Thank you to everyone who has participated in the Southampton COVID-19 Testing Programme this term.
Your final tests of the year must be dropped off by 12.30pm on Friday 18 December. Testing will then re-start in January, and the programme team will contact registered staff directly with further instructions.
Staff who are coming onto campus for the first time in Semester 2 will receive information about signing up for the programme in January.
Our students will be encouraged to test 1, 4 and 8 days after arriving back in Southampton, to give confidence that they do not have the virus at the start of the new term.
If you are travelling abroad over Christmas, you must follow the government’s guidance on quarantine/self-isolation when you return to the UK. You will not be able to use our saliva test as part of the government’s Test to Release scheme. If you want to reduce your quarantine period from 10 to 5 days, then you should contact an approved Test to Release testing provider.
Some stats from the autumn term
By the end of November, the programme had conducted more than 65,000 tests at the University and four local schools, 123 of which were positive.
During the period covered by the programme, the number of people testing positive across the city of Southampton, and in almost all other UK universities, increased exponentially, but no such rise was seen in the University of Southampton population while we continued some face-to-face teaching. Our regular testing programme was likely to have contributed to keeping levels low in our community by identifying asymptomatic positive cases and breaking chains of transmission.
The testing programme team submitted a detailed evaluation to the government as part of this pilot programme, including some stats on uptake among our student and staff community:
- Over the period from 16 September to 31 October, 12,353 University students registered for the programme and of these 77.9% provided at least one saliva sample.
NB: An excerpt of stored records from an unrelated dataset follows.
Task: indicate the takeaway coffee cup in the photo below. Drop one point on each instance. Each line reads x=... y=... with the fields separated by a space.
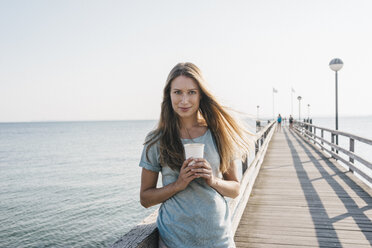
x=195 y=150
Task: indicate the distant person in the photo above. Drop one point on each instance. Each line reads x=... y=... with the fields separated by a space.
x=290 y=122
x=279 y=120
x=193 y=211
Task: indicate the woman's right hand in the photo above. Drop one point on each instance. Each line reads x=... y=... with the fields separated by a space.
x=185 y=176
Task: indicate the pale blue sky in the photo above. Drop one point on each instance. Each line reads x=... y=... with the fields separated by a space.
x=99 y=60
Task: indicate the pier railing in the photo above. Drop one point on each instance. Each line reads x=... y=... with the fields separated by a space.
x=309 y=131
x=146 y=233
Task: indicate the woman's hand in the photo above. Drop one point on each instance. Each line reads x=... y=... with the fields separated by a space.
x=203 y=169
x=186 y=175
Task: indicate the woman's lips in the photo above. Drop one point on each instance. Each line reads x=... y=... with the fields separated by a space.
x=184 y=109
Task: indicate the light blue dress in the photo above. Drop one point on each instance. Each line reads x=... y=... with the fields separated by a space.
x=197 y=216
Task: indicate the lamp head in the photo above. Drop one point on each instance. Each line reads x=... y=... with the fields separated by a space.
x=336 y=64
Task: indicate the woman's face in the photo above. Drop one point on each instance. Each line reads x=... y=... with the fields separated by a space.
x=185 y=96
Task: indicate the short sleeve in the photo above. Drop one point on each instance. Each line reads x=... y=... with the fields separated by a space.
x=152 y=163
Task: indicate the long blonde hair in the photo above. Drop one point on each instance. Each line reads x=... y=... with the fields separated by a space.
x=230 y=136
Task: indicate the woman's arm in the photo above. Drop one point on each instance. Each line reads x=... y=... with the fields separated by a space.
x=228 y=186
x=150 y=195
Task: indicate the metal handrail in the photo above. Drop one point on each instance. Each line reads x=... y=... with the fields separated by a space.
x=309 y=131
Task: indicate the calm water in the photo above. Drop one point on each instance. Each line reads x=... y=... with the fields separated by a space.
x=69 y=183
x=76 y=184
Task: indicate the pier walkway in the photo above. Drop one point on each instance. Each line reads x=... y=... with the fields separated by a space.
x=304 y=198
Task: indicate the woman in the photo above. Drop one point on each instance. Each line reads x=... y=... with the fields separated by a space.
x=193 y=211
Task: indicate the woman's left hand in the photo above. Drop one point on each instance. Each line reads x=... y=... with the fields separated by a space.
x=203 y=169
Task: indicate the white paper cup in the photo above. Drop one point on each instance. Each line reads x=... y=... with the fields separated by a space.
x=195 y=150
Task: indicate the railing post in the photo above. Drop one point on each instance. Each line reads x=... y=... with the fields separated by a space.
x=351 y=146
x=245 y=164
x=256 y=146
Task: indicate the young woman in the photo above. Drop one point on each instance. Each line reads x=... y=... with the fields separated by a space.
x=193 y=211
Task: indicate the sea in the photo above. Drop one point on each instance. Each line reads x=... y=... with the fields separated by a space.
x=76 y=184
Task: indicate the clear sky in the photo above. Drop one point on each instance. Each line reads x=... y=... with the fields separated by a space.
x=108 y=60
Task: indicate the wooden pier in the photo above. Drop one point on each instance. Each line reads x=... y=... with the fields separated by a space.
x=304 y=198
x=293 y=194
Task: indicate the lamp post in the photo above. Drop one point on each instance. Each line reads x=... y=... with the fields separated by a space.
x=336 y=65
x=308 y=112
x=299 y=107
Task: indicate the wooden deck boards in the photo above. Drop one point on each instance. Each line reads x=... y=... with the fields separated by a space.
x=303 y=198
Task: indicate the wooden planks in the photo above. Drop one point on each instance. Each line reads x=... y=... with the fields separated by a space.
x=302 y=198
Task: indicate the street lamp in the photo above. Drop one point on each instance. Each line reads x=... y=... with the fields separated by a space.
x=308 y=112
x=299 y=107
x=336 y=65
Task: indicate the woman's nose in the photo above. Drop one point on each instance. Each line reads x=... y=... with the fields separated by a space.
x=185 y=98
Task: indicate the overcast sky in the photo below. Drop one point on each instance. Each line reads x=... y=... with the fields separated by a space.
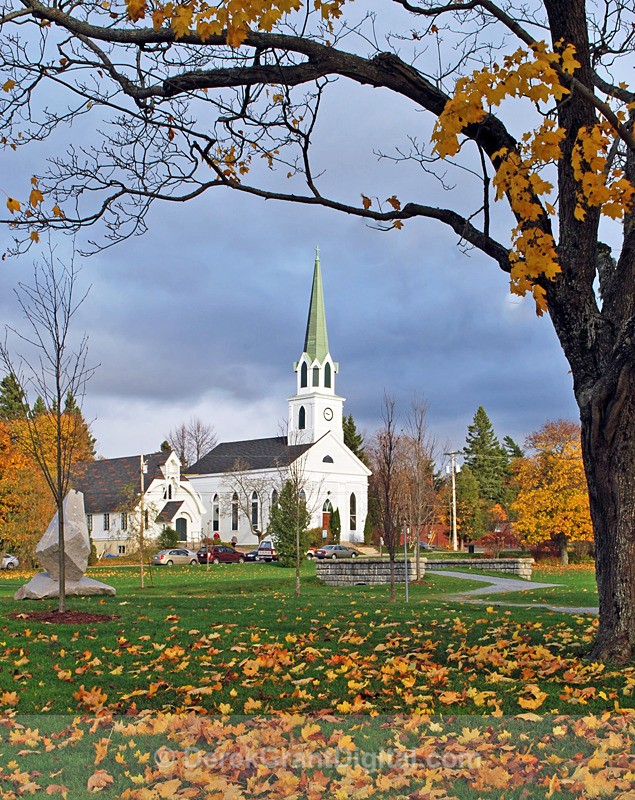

- 1,593 staff and contractors registered and 85.1% provided at least one sample.
- The percentage of results that were reported to participants within 24 hours of receipt in the laboratory was 97%, and 95% were reported within 12 hours.
- The OptiGene Direct RT-LAMP (loop-mediated isothermal amplification) saliva test used by this programme was found to have a specificity (the ability to correctly detect those without the virus) of 100%, meaning those who tested positive and were instructed to self-isolate could be confident that their result was correct.
- Alongside our programme, a collaboration for NHS Test and Trace across nine NHS trusts and university partners including Southampton found that the sensitivity of the test (the ability to correctly detect those with the virus) was 79%, rising to 94% in samples with high levels of the virus. This means that the test is effective in identifying the cases who are infectious and are most likely to transmit the disease.